Abbiamo detto, poco fa, che la qualità del volere che muove il pensare rappresentativo è diversa dalla qualità del volere che muove il pensare immaginativo. E che cosa dice adesso Steiner? Che “Il karma che agisce nella volontà è una qualità inerente ad essa e proveniente da vite terrene precedenti”.
Fate attenzione a questo ”inerente ad essa”.
Abbiamo anche detto, infatti, che il volere dell’Io è uno, ma che un conto è che si muova sul piano fisico, altro che si muova sul piano eterico. Il che significa che la qualità discreta (rappresentativa) o continua (immaginativa) del suo movimento non è, a differenza di quella del karma, “inerente ad esso” (“congenita”), bensì condizionata dal piano sul quale si muove (“acquisita”).
Sulla terra ad esempio camminiamo, mentre nell’acqua nuotiamo: è sempre l’Io a muoversi, ma il modo in cui lo fa dipende dalla natura dell’elemento o della realtà in cui si muove. Così è per il pensare: assume carattere rappresentativo quando è chiamato a muoversi (con Arimane) sul piano fisico, mentre assume carattere immaginativo quando è chiamato a muoversi (con Michele) sul piano eterico.
Le qualità di questi movimenti del volere nel pensare, in quanto non “inerenti ad esso”, non sono dunque espressione del karma.

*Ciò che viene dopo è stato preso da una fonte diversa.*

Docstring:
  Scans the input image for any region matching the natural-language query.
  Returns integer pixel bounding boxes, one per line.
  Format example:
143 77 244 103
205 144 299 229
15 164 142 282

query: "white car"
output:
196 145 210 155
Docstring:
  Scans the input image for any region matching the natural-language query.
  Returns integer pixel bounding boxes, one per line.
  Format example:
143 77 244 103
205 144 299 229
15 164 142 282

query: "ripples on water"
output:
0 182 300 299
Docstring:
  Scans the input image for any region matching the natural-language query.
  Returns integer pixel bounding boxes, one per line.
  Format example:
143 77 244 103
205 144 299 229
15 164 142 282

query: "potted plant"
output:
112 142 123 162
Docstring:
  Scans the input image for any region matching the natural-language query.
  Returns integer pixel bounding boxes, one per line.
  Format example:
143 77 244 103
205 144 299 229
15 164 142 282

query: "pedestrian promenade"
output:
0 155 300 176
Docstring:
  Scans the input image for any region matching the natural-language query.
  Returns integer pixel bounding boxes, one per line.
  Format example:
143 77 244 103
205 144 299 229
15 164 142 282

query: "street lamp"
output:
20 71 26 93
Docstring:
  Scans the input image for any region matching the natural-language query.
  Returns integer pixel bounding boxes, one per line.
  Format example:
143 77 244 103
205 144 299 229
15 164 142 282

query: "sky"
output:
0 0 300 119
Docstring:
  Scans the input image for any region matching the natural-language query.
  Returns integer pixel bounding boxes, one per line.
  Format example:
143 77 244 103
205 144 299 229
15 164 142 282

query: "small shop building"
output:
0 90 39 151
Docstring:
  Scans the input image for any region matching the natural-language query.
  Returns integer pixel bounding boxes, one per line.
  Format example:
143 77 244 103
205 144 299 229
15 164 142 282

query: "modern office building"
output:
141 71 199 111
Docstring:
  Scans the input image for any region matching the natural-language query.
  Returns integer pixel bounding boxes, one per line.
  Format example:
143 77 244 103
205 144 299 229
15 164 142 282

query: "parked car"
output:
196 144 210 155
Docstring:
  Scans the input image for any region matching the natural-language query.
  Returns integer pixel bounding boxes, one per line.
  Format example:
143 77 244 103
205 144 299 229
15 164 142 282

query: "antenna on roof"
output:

Domanda: E il movimento di Lucifero?
Risposta: Il movimento del pensare luciferico, in quanto “pre-corticale”, e non “post-corticale” come quello michaelita, è fluido e continuo, ma sognante, fantasioso, visionario, e non immaginativo.
L’Io, insomma, per poter liberamente “volere la volontà” di Michele (“sia fatta la Tua volontà”), deve emanciparsi, prendendone in primo luogo coscienza, sia dalla volontà di Lucifero, attiva nella sfera del sogno, sia da quella di Arimane, attiva nella sfera del sonno.

93) “Poiché queste rappresentazioni non possono afferrare il karma, relegano l’incomprensibile che si fa loro incontro dagli impulsi volitivi umani nell’oscurità mistica della costituzione corporale; esso è invece l’effetto di vite terrene precedenti”.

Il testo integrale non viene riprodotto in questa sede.